それも自分を撮影しているような方向と角度でだ。


何気なく「これ、何?」と詩織が尋ねた瞬間だった。

小松がこれまで見たことのないほどの豹変をする。


「オレをナメてんのか!オルアー!!!」


小松は大声で咆哮するや、詩織の腕を引っ張って隣の部屋まで引っ張っていき、壁に押し付けたのだ。

詩織も165センチと女性としては長身だったが180センチの大男の小松にはなすすべもない。

そして小松は壁に背を向けて立った形になった詩織の顔の左右ギリギリ、壁に向かってパンチを連打し始めた。

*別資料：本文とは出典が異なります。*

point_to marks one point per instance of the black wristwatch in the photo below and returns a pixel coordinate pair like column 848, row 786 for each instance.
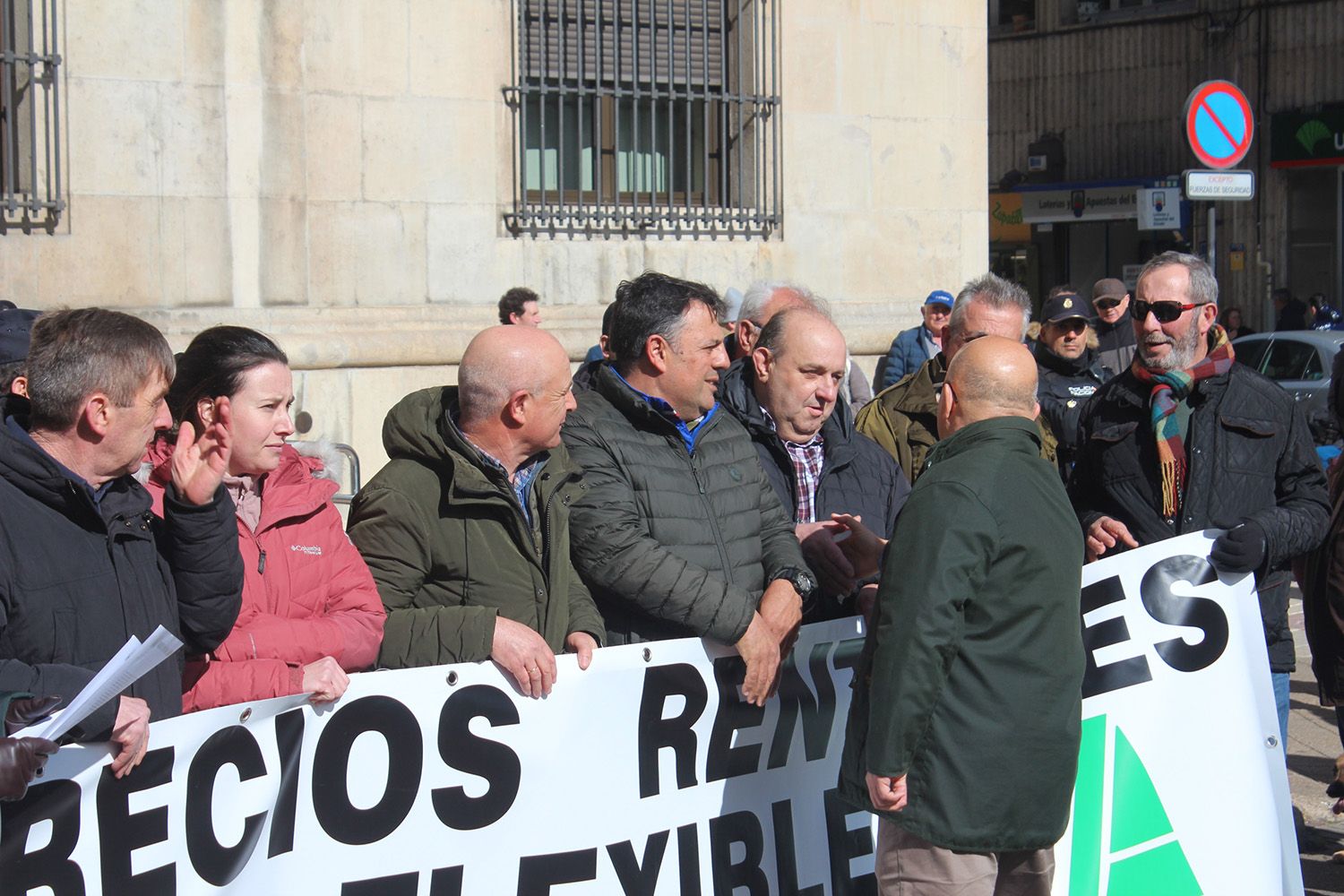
column 800, row 578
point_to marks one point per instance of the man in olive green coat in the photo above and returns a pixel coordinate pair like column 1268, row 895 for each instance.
column 467, row 528
column 903, row 418
column 964, row 727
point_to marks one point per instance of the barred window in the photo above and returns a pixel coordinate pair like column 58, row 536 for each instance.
column 644, row 117
column 30, row 116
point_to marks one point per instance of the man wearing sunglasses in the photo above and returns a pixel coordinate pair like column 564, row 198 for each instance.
column 1069, row 371
column 1115, row 333
column 1185, row 440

その勢いに、詩織は壁にもたれかかって顔を伏せ、怯え続けるしかない。


「オレに逆らうんじゃねえよ!!なんなら今までプレゼントしたモンの金返しやがれ!!!返せねえならソープで働けえ!!!!」


とんでもない言葉の暴力である。

詩織はショックで言葉を失った。


その時の小松の鬼気迫る狂気はやがて止んだが、ニヤニヤ笑いながらこう言い放つ。


「親に言われたくねえだろ?お前は今まで通りいい子にしてりゃいいんだよ」


その瞬間、詩織の心の中で何かが壊れた。

今までの優しさは仮面であり、その下にはこの世のものとは思えないほどの狂気が潜んでいたことを思い知る。


二人の関係が変わった瞬間だった。

そして同時に、詩織にとって地獄の日々が始まった瞬間でもあった。